Personal information
- Born: 9 September 1970 (age 55) Uherské Hradiště, Czechoslovakia

Chess career
- Country: Czech Republic
- Title: Grandmaster (1993)
- FIDE rating: 2525 (August 2026)
- Peak rating: 2646 (October 2014)
- Peak ranking: No. 20 (January 1996)

= Zbyněk Hráček =

Czech chess grandmaster (born 1970)

Zbyněk Hráček (born 9 September 1970) is a Czech chess grandmaster.
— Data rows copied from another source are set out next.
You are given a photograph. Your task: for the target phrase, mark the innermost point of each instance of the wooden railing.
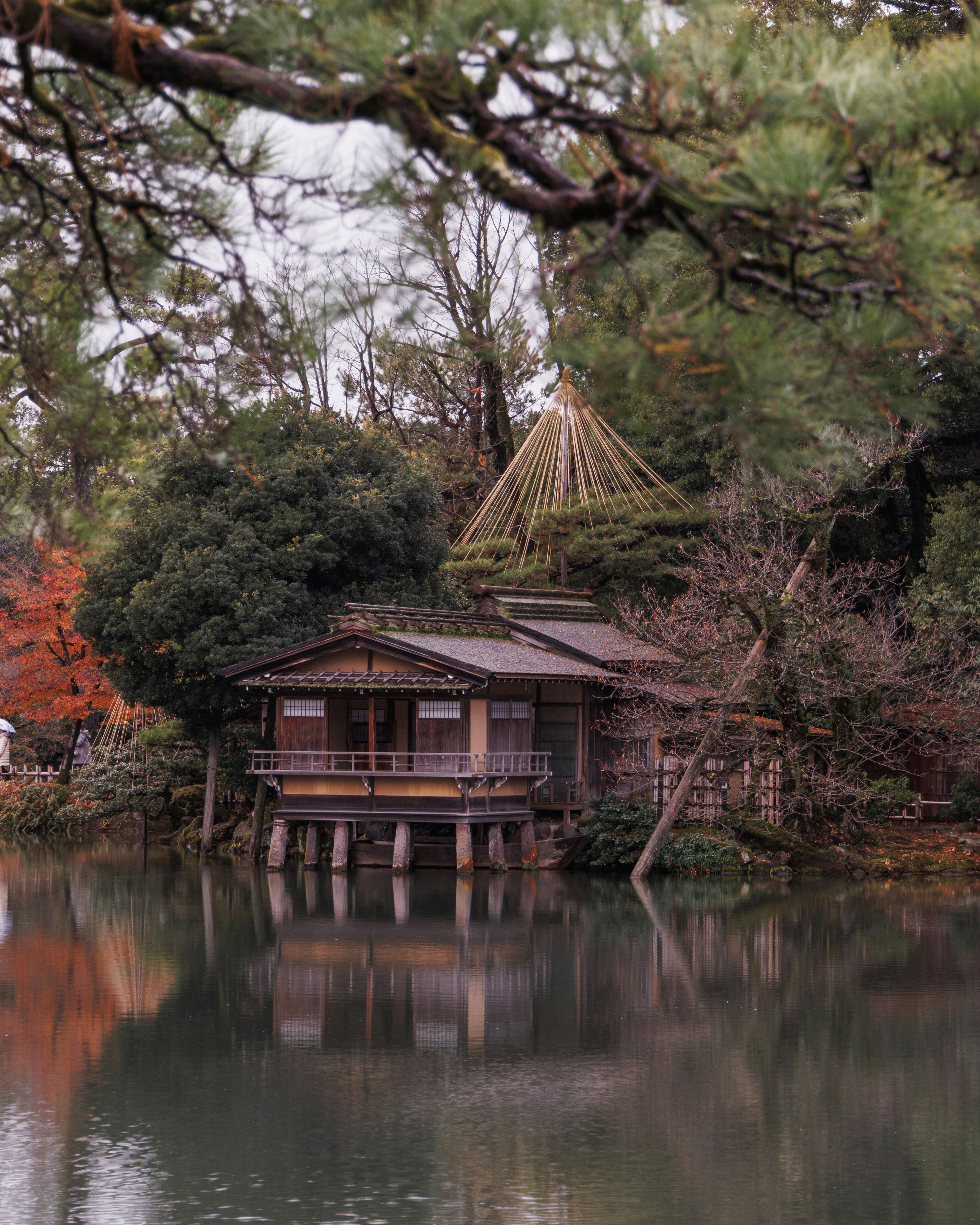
(560, 792)
(442, 765)
(30, 775)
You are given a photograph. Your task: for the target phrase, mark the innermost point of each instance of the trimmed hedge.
(620, 831)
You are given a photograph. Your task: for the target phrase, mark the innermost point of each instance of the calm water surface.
(182, 1045)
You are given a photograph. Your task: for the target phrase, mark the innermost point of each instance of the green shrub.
(35, 809)
(620, 831)
(966, 799)
(885, 798)
(695, 853)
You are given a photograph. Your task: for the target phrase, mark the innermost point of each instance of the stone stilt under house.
(463, 849)
(341, 846)
(529, 849)
(277, 847)
(403, 854)
(312, 859)
(495, 840)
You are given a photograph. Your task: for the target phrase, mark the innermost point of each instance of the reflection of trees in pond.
(757, 1053)
(64, 983)
(787, 1044)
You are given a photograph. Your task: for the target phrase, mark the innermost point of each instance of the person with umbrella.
(7, 732)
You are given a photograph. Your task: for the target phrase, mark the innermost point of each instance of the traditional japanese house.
(405, 721)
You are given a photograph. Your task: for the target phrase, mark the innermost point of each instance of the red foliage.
(47, 669)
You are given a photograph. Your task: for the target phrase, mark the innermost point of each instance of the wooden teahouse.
(411, 721)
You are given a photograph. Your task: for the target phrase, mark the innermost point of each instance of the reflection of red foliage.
(58, 1014)
(52, 673)
(60, 999)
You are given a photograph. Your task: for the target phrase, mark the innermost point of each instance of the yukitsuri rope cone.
(570, 460)
(117, 743)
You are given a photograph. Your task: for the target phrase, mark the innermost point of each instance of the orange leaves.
(47, 669)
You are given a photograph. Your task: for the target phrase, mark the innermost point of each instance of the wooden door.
(509, 728)
(302, 726)
(442, 728)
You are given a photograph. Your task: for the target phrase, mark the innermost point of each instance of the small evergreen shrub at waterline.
(965, 799)
(620, 830)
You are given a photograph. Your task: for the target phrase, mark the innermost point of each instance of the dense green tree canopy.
(216, 565)
(953, 554)
(818, 178)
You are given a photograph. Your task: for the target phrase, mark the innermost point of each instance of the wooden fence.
(30, 775)
(721, 787)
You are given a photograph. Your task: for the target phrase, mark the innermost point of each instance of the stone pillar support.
(312, 859)
(498, 864)
(341, 846)
(405, 852)
(463, 849)
(529, 849)
(277, 847)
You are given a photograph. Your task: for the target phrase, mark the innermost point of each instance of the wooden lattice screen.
(712, 795)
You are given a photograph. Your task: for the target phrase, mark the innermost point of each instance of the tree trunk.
(259, 814)
(736, 695)
(495, 417)
(211, 788)
(64, 775)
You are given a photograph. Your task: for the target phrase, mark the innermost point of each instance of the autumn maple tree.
(50, 672)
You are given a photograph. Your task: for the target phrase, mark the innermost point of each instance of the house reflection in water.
(440, 981)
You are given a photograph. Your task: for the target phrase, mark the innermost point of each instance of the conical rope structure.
(118, 740)
(573, 460)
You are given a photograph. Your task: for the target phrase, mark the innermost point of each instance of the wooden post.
(259, 815)
(341, 846)
(529, 848)
(498, 864)
(403, 851)
(277, 847)
(734, 696)
(463, 849)
(312, 859)
(211, 787)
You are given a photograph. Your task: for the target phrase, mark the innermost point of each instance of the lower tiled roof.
(501, 657)
(359, 680)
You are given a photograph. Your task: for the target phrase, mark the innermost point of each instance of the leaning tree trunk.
(259, 814)
(211, 788)
(736, 695)
(64, 775)
(497, 417)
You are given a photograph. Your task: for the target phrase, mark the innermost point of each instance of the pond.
(222, 1045)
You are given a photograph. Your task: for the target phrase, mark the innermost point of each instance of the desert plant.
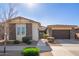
(16, 42)
(27, 40)
(45, 36)
(31, 51)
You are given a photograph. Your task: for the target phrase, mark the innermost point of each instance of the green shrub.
(27, 40)
(31, 51)
(16, 42)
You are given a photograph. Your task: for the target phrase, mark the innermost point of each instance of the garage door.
(61, 34)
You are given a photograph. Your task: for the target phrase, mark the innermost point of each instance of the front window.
(18, 30)
(23, 30)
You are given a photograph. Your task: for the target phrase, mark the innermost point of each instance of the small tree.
(6, 14)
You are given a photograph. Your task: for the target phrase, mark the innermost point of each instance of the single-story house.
(19, 27)
(63, 31)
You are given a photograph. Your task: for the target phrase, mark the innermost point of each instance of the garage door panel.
(61, 34)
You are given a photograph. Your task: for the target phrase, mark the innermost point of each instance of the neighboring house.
(63, 31)
(19, 27)
(1, 31)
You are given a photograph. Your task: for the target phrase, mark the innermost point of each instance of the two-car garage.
(61, 34)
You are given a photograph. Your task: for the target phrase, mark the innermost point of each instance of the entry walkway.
(65, 48)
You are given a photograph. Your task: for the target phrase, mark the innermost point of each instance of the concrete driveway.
(65, 48)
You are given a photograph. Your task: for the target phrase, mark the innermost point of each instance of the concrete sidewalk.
(60, 51)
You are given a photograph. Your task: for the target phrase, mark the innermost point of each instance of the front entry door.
(20, 31)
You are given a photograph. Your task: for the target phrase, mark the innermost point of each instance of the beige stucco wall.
(72, 34)
(35, 26)
(35, 31)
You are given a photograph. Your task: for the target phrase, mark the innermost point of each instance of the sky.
(49, 13)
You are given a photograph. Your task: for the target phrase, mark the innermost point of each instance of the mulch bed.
(18, 53)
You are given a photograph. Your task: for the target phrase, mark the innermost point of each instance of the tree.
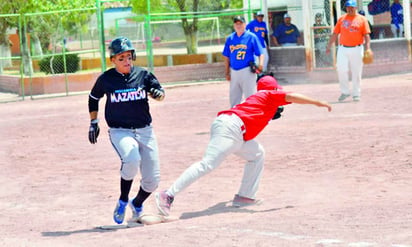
(189, 10)
(41, 27)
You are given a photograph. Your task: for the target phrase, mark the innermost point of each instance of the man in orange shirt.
(353, 31)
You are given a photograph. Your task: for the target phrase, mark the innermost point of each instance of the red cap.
(268, 83)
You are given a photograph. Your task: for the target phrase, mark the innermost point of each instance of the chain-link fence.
(63, 52)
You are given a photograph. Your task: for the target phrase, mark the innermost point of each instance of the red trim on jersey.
(257, 111)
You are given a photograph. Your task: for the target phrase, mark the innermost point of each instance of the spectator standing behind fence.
(321, 34)
(369, 23)
(397, 19)
(238, 53)
(259, 28)
(353, 31)
(286, 34)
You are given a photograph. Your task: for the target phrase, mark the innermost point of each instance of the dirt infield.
(331, 179)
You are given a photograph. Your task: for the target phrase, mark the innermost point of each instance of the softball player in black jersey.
(127, 114)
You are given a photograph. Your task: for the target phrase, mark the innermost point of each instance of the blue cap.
(350, 3)
(286, 15)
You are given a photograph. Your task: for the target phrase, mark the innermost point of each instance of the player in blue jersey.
(259, 28)
(127, 115)
(239, 51)
(286, 34)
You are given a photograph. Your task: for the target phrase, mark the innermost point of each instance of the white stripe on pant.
(226, 137)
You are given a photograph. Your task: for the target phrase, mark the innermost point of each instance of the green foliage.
(72, 64)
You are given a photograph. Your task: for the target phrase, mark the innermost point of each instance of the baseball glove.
(278, 113)
(368, 57)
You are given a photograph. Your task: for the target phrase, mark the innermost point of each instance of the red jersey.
(258, 110)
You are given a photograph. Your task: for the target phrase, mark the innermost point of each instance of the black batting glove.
(156, 93)
(94, 131)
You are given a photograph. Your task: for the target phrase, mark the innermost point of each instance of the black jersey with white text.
(126, 97)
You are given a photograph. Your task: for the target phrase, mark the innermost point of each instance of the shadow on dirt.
(225, 207)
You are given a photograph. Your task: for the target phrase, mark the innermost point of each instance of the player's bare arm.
(157, 94)
(302, 99)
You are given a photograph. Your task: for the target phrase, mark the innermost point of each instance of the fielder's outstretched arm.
(302, 99)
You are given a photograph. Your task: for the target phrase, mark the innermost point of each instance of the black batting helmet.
(121, 44)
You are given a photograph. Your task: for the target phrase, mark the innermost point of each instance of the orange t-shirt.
(352, 29)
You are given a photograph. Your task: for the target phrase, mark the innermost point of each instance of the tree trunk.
(37, 51)
(27, 63)
(5, 52)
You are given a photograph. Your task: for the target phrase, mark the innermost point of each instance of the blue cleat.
(136, 212)
(119, 212)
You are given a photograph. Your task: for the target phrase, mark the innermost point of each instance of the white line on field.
(294, 237)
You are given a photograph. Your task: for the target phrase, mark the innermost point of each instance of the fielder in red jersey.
(233, 131)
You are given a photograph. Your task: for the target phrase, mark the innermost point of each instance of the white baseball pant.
(350, 58)
(137, 149)
(242, 83)
(226, 137)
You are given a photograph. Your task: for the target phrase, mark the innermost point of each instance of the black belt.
(131, 127)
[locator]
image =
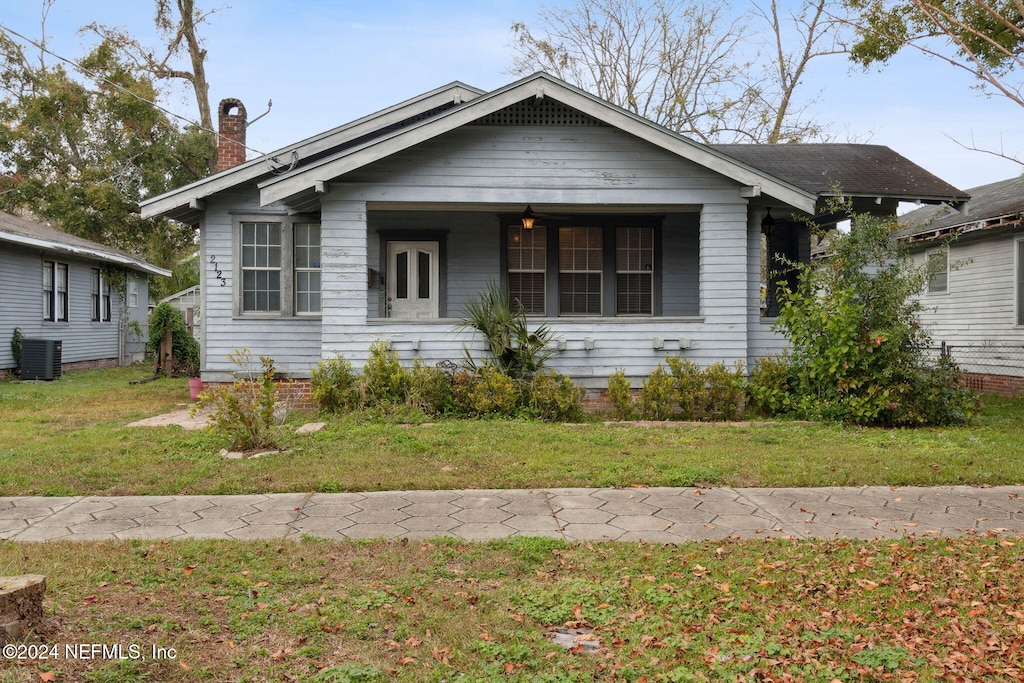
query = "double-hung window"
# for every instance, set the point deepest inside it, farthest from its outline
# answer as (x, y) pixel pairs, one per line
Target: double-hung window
(581, 270)
(570, 268)
(938, 270)
(54, 291)
(526, 268)
(100, 297)
(280, 267)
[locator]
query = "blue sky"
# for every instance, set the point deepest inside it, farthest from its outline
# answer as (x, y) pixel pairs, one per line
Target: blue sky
(327, 61)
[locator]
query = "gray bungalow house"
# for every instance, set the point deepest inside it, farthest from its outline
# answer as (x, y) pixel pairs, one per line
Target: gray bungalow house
(640, 243)
(974, 300)
(55, 288)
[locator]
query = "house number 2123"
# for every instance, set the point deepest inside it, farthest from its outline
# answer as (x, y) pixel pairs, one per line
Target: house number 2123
(216, 268)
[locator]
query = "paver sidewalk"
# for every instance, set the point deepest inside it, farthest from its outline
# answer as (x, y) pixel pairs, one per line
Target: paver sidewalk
(663, 515)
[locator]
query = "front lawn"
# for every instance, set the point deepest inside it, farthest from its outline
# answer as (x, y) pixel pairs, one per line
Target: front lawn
(70, 437)
(315, 611)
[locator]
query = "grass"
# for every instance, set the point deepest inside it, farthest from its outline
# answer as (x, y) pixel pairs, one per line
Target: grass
(324, 611)
(69, 437)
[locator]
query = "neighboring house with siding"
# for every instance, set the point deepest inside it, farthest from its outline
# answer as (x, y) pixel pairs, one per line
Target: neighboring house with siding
(974, 300)
(55, 287)
(644, 243)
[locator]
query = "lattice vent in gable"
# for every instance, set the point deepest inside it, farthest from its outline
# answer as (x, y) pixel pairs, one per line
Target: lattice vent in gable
(539, 113)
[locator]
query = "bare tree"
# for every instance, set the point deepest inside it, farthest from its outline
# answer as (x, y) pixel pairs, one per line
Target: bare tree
(181, 57)
(686, 65)
(982, 37)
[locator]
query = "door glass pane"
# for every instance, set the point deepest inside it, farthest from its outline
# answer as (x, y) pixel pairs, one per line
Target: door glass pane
(401, 274)
(424, 274)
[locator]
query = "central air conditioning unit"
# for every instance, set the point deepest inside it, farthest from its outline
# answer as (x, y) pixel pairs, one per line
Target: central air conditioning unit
(40, 359)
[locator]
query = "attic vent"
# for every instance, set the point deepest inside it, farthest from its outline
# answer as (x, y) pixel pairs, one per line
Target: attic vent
(539, 113)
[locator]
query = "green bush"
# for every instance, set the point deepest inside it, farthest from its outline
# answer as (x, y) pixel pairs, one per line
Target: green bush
(184, 348)
(723, 391)
(430, 389)
(485, 391)
(384, 381)
(334, 386)
(658, 396)
(247, 410)
(769, 387)
(621, 394)
(690, 389)
(554, 397)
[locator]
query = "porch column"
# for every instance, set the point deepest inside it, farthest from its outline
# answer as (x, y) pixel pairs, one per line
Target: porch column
(723, 278)
(343, 268)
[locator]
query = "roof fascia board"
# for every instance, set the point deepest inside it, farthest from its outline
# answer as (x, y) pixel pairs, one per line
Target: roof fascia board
(183, 197)
(97, 254)
(538, 85)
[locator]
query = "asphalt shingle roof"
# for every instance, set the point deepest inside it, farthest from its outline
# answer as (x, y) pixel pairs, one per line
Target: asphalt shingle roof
(996, 200)
(863, 170)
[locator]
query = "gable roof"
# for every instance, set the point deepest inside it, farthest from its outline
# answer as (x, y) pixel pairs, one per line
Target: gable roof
(856, 170)
(540, 85)
(30, 233)
(185, 204)
(995, 205)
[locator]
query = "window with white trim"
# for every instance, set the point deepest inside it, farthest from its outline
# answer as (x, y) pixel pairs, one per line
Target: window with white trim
(100, 297)
(527, 257)
(132, 292)
(279, 267)
(938, 270)
(306, 260)
(634, 270)
(581, 270)
(54, 291)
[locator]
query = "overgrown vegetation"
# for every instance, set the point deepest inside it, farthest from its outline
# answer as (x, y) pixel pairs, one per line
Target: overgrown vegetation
(858, 352)
(443, 609)
(184, 348)
(684, 391)
(246, 411)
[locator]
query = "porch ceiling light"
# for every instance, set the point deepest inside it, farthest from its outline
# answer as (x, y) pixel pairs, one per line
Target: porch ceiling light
(527, 218)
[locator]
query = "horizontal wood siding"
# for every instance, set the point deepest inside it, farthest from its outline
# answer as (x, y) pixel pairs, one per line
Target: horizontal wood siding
(978, 306)
(22, 306)
(681, 264)
(472, 256)
(293, 343)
He was Czech Chess Champion in 1994, won the Zonal tournament Odorhea 1995 and the tournaments Pardubice (Open) 1993, Altensteig 1995 and Lippstadt 2000.
== Career ==
Hráček played for Czechoslovakia at the Chess Olympiads of 1990 and 1992, and for the Czech Republic at the Olympiads of 1994, 1996, 2000, 2002, 2004, 2006, 2008, 2010, 2012, and 2014 and in the European Team Chess Championships of 1997, 1999, 2003, 2005 and 2007.

In 1996 (January - June list), Hracek was in the Elo Top Twenty of the world and the leading Czech player. In the November 2009 FIDE list, he has an Elo rating of 2624, making him the Czech Republic's number three.